China’s Amazon Is the Buying Opportunity of 2022

Did you know that China has its own Amazon marketplace?

It turns out the convenience of buying online and having stuff just show up on your doorstep is universally loved. It makes life so much easier… And it doesn’t matter whether you’re buying household goods, gifts, or even high-end electronics.

The folks in China love the convenience just as much as we do here in America… In fact, that’s why the world’s most populated country also has become the world’s largest e-commerce market.

In China, one company in particular operates a business nearly identical to Amazon’s here in America. And today, I’ll share why you have an incredible opportunity to buy that business right now.

In short, I see potential upside of more than 30% in the next year with the “Amazon of China.” That means it’s one of the best opportunities in the markets as we head into 2022.

Let me explain…

The Amazon of China is JD.com (JD).

JD.com was founded in 2004. It operates as an e-commerce company and retail infrastructure services provider in China. According to JD.com’s website, it’s the country’s largest online retailer and its biggest retailer. It’s also the country’s biggest Internet company by revenue.

And importantly, JD.com’s stock trades on the New York Stock Exchange here in the U.S.

Now, as you might already know, China isn’t the easiest place to do business due to frequent government intervention. And JD.com’s stock was beaten down for much of this year on fears of increased regulation from the government… The Chinese Communist Party doesn’t want companies leaking sensitive data to foreign entities.

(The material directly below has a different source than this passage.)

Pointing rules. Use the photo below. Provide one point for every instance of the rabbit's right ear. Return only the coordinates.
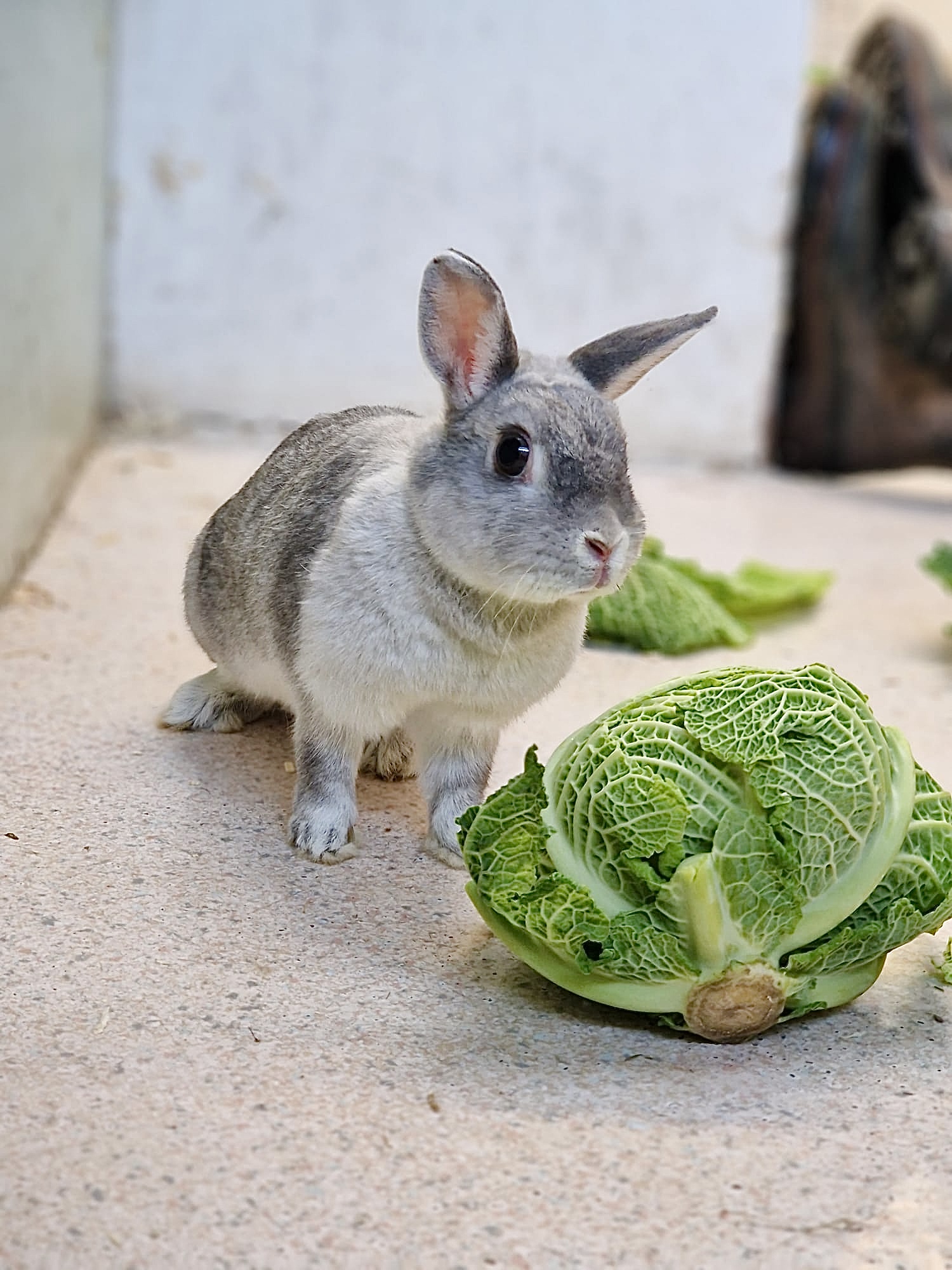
(616, 363)
(465, 332)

The sell-off came after the U.S. passed legislation that would subject Chinese companies listed on U.S. exchanges to the U.S. Public Company Accounting Oversight Board. In short, the U.S. wants to check the work of these companies’ auditors.

JD.com’s stock reached an all-time high of around $107 per share in February. Then, thanks to these rising fears, it plunged more than 40% down to around $62 per share in August.

But the thing is… because of this perceived risk, our potential reward is excellent today.

Put simply, these fears are likely overblown… JD.com is one of China’s largest online retailers. It’s the Amazon of China. And barring the end of the world, it’s not going anywhere.

In fact, JD.com has already started to recover…

The stock is up around 27% off its August bottom. It closed yesterday at $78.05 per share. Notice the series of “higher lows” in the following chart…

These recent gains don’t mean we’ve missed the boat, though. Even better, this type of uptrend shows us that the stock has momentum… And as a result, we can expect more gains from here.

For JD.com’s stock to return to its all-time high of nearly $107 per share, it would need to rise another 37%. And if it can get past the recent regulatory fears, it could go even higher.

The simple truth is that JD.com’s core business is strong. We received proof of that on November 18 when the company released its most recent earnings report…

The company reported weaker earnings due to increased costs. But importantly, its top-line revenue growth was strong at 25.5%. And the market liked the news… The stock rose 6% on the day.

That’s no surprise… The Amazon business model is a quality-of-life changer around the world. And JD.com has done an incredible job building that business in China.

With the stock rebounding after selling off earlier this year, we could see additional upside of 30% or more from here. And fears of aggressive regulation from China appear to be overblown.

That’s why it’s a fantastic opportunity as we head into 2022.